What a difference a decade makes. In 1990, NEC Corp was the world’s leading producer of semiconductors, with sales of $5bn and a market share of 8.5%, according to market research group Dataquest. The company was helped to those heights in the 1980s by the surge in demand for memory chips – a volatile commodity market characterized by dramatic swings in prices and profit margins. Today, NEC is number two, with half the semiconductor revenues of market leader Intel Corp. And that memory market has been in severe depression for more than three years, squeezing the life out of many vendors, and sapping the profitability of NEC. But although it has been hit, a number of factors have helped insulate NEC from the worst effects of the memory chip price slump. As the biggest vendor of PCs in Japan, it is guaranteed at least one captive customer for its semiconductor output. And through taking control of US consumer PC vendor Packard Bell-NEC, it has another. Alongside that, the company’s vast R&D investments have enabled it to lead the memory sector and be first to market with new products that typically command a premium price. NEC was among the first to release 64Mbit memory chips, and is well advanced with its plans for volume 256MB memory chips in volume. Fabricated in 0.20 micron CMOS process, production of these is set to commence in April 1999.

Less Volatile

But NEC’s size and strength has enabled it to enter less volatile markets, reducing its dependence on memory products to 40% of total semiconductor revenues, compared with 90% for Samsung Electronics Co.
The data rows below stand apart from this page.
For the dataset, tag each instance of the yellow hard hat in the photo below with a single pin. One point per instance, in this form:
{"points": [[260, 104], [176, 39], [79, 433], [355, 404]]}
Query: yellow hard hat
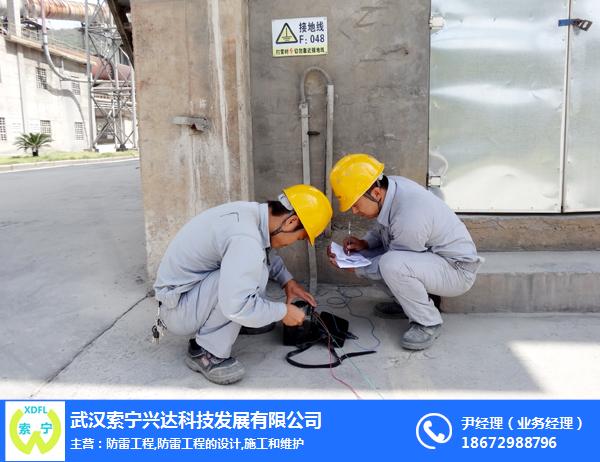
{"points": [[312, 207], [352, 176]]}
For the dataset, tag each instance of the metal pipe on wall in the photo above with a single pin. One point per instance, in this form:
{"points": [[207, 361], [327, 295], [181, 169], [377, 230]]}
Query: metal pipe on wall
{"points": [[304, 116], [54, 9]]}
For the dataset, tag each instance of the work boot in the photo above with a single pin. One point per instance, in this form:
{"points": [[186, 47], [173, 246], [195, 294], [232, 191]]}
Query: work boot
{"points": [[419, 337], [389, 310], [257, 330], [221, 371]]}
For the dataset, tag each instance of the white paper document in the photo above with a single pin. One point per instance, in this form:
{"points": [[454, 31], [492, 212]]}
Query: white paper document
{"points": [[354, 260]]}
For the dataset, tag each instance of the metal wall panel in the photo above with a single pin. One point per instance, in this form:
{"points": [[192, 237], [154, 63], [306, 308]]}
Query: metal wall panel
{"points": [[582, 159], [496, 104]]}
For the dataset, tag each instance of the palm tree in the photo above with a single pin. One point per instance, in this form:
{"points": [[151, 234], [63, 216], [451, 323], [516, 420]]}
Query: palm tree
{"points": [[33, 141]]}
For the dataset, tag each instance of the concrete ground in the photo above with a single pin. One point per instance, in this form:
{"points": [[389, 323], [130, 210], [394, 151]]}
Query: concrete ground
{"points": [[77, 320]]}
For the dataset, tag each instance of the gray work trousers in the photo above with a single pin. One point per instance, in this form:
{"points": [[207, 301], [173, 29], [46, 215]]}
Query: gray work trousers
{"points": [[410, 276], [197, 313]]}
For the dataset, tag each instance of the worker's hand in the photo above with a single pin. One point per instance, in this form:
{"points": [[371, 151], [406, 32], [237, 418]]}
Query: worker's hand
{"points": [[294, 316], [354, 244], [294, 290], [333, 260]]}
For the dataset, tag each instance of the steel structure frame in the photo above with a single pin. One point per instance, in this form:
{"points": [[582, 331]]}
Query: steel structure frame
{"points": [[111, 97]]}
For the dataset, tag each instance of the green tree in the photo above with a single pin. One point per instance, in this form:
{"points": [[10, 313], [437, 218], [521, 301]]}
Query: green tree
{"points": [[33, 141]]}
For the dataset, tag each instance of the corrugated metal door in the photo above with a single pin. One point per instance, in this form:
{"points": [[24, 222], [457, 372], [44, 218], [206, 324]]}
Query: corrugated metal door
{"points": [[496, 104], [582, 159]]}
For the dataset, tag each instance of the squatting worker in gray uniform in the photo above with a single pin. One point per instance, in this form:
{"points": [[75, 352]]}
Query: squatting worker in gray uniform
{"points": [[212, 278], [418, 246]]}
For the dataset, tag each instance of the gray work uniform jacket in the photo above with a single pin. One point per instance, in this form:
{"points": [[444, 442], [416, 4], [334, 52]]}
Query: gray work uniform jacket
{"points": [[414, 219], [234, 239]]}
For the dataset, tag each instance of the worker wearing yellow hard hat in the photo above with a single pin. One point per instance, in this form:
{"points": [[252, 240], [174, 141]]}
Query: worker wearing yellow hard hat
{"points": [[212, 279], [418, 248]]}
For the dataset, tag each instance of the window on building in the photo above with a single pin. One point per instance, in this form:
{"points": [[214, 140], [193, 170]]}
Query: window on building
{"points": [[79, 131], [46, 127], [3, 129], [40, 78]]}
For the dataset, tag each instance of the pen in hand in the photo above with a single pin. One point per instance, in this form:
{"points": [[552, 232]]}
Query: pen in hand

These products include low-cost microcontrollers, digital signal processors and custom chips based on MIPS and ARM RISC processors from MIPS Technologies Inc and ARM Ltd. While NEC started off using the MIPS chip as the core of its Unix-based server line, it now uses the chip as its first choice of high- powered embedded microcontroller, using it in products such as digital mobile phones, handheld computers and set-top boxes. Add to that its contract to supply Nintendo Ltd with MIPS microprocessors for the Nintendo64 games console, and NEC can claim a 52% share of the MIPS market worldwide. Another promising new market for NEC is 3D graphics chips. NEC last year developed the PowerVR chip with British firm VideoLogic Group Plc as part of a joint venture to supply chipsets for Sega Enterprise Ltd’s next games console. The first in the new chip family, the PowerVR 250, will also work on PCs and arcade games systems, pushing volumes higher and increasing the prospect of strong profitability from the line – particularly important in a market area where many vendors are actually losing money, despite the relatively high growth in PC sales. But despite all these efforts, NEC will remain in second place in the world’s semiconductor market for the foreseeable future. Ironically, NEC is partly to thank for Intel’s dominant position today. It was the concerted onslaught of NEC and other Japanese semiconductor vendors that persuaded Intel to abandon the memory market in 1984 and concentrate instead on microprocessors.